Redden called it "the most important single printed page in the world, in the most spectacularly beautiful condition."
The Declaration of Independence was adopted by the Continental Congress in Independence Hall in Philadelphia on July 4, 1776.
It was the formal announcement to the world that the colonies were breaking away from Britain. Its famous second line reads: "We hold these Truths to be self-evident that all Men are created equal...
"That they are endowed by their Creator with certain unalienable Rights, that among these are Life, Liberty, and the Pursuit of Happiness."
Around 200 copies were produced that same night by a local Philadelphia printer, John Dunlap, for distribution to the public, the army and the government, Redden said.
Robert Batchelder, an Ambler-based dealer in rare manuscripts, called it "a first edition of the most important document in American history."
"Obviously you can't own the original," which is in government hands, he said. "This is the closest to the original that you can actually get."
It is highly rare - but not unheard of - for such a copy to surface, according to Batchelder.

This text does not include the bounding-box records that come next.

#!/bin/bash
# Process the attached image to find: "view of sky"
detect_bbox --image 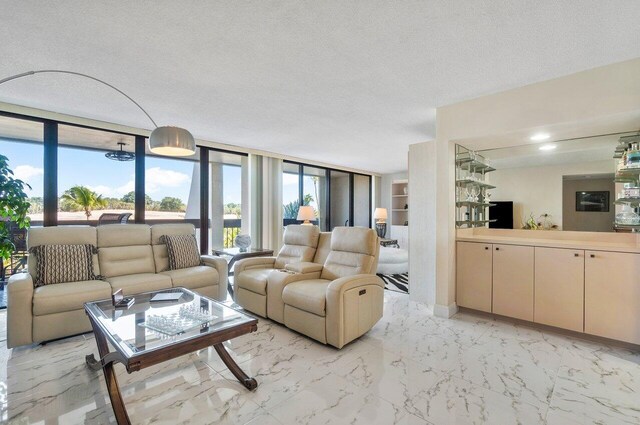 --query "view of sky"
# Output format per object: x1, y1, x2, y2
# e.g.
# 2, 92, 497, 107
0, 140, 242, 204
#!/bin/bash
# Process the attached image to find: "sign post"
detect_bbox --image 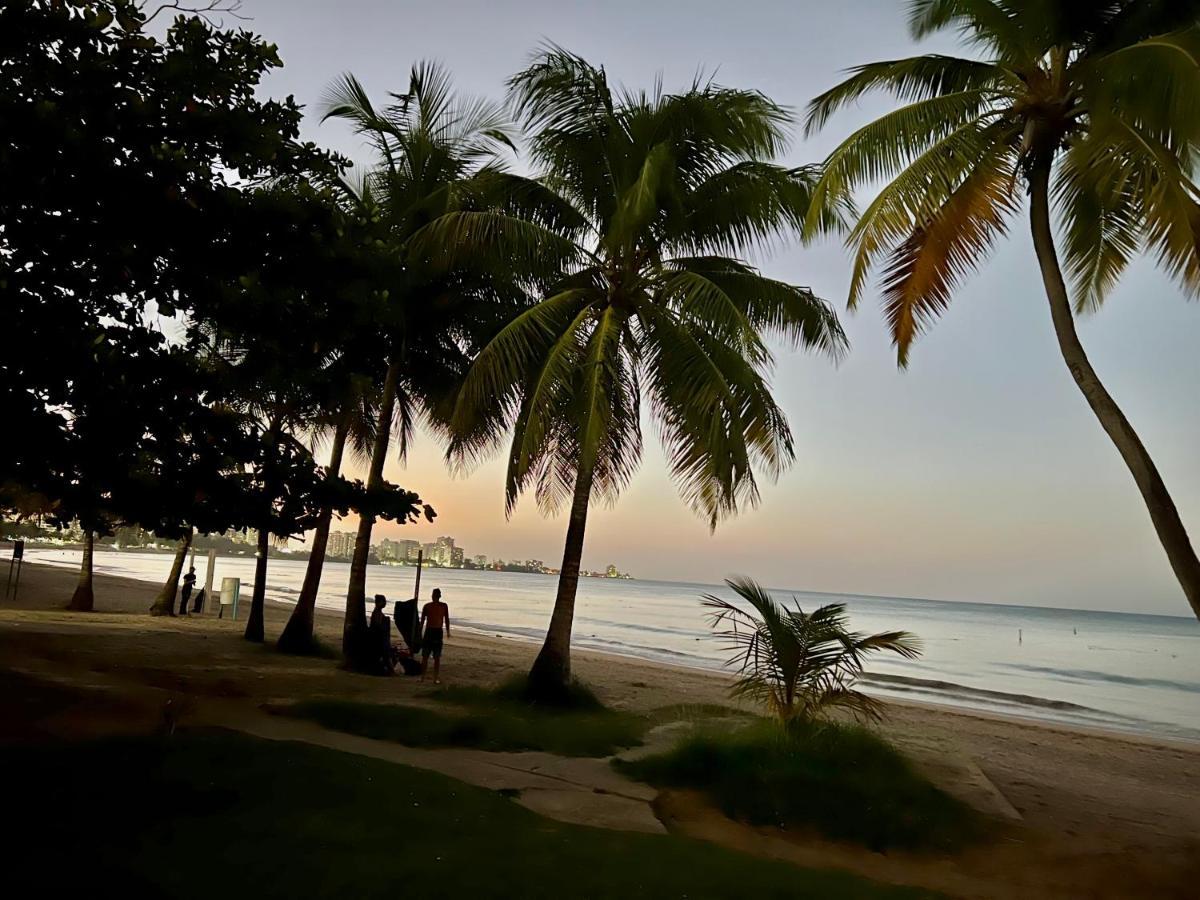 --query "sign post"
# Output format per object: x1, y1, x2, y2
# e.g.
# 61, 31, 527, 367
413, 550, 425, 600
4, 540, 25, 600
217, 578, 241, 622
200, 547, 221, 613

But the way it was found, "is indeed a wonderful story," he said.
In January 1990, another copy of the Declaration was sold at Sotheby's for a record amount to Ralph Geoffrey Newman, a Chicago rare books dealer, who was bidding for an anonymous client.
Sotheby's had estimated the book - from the library of H. Bradley Martin, one of the great book collectors of the century - to be worth $400,000-600,000.
The bidding opened at $250,000 and then went way beyond $600,000...
The copy eventually sold for a $1,595,000.
"I figured $1.5 million was enough," one unsuccessful bidder reportedly said. It wasn't.
Newman described the Martin copy as, "one of the finest copies in existence."
Unsurprisingly, a copy of the Declaration of Independence from John Dunlap's print run is one of the ultimate investments in rare historical documents.
"There's a fixed supply of these things and a constant increase in the number of people collecting," said Batchelder to Philly.com. "[So] the trend in manuscript prices has been very consistently up."
The first copy of a Dunlap-printed Declaration ever auctioned was discovered on New Year's Eve in 1968.
Experts were cataloguing the contents of Philadelphia's esteemed Leary's Book Store, which had gone out of business the previous November.
That copy was expected to bring about $35,000.
During a three-minute auction, a Texas businessman, Ira G. Corn Jr., bought it for $404,000. He donated it to the city of Dallas.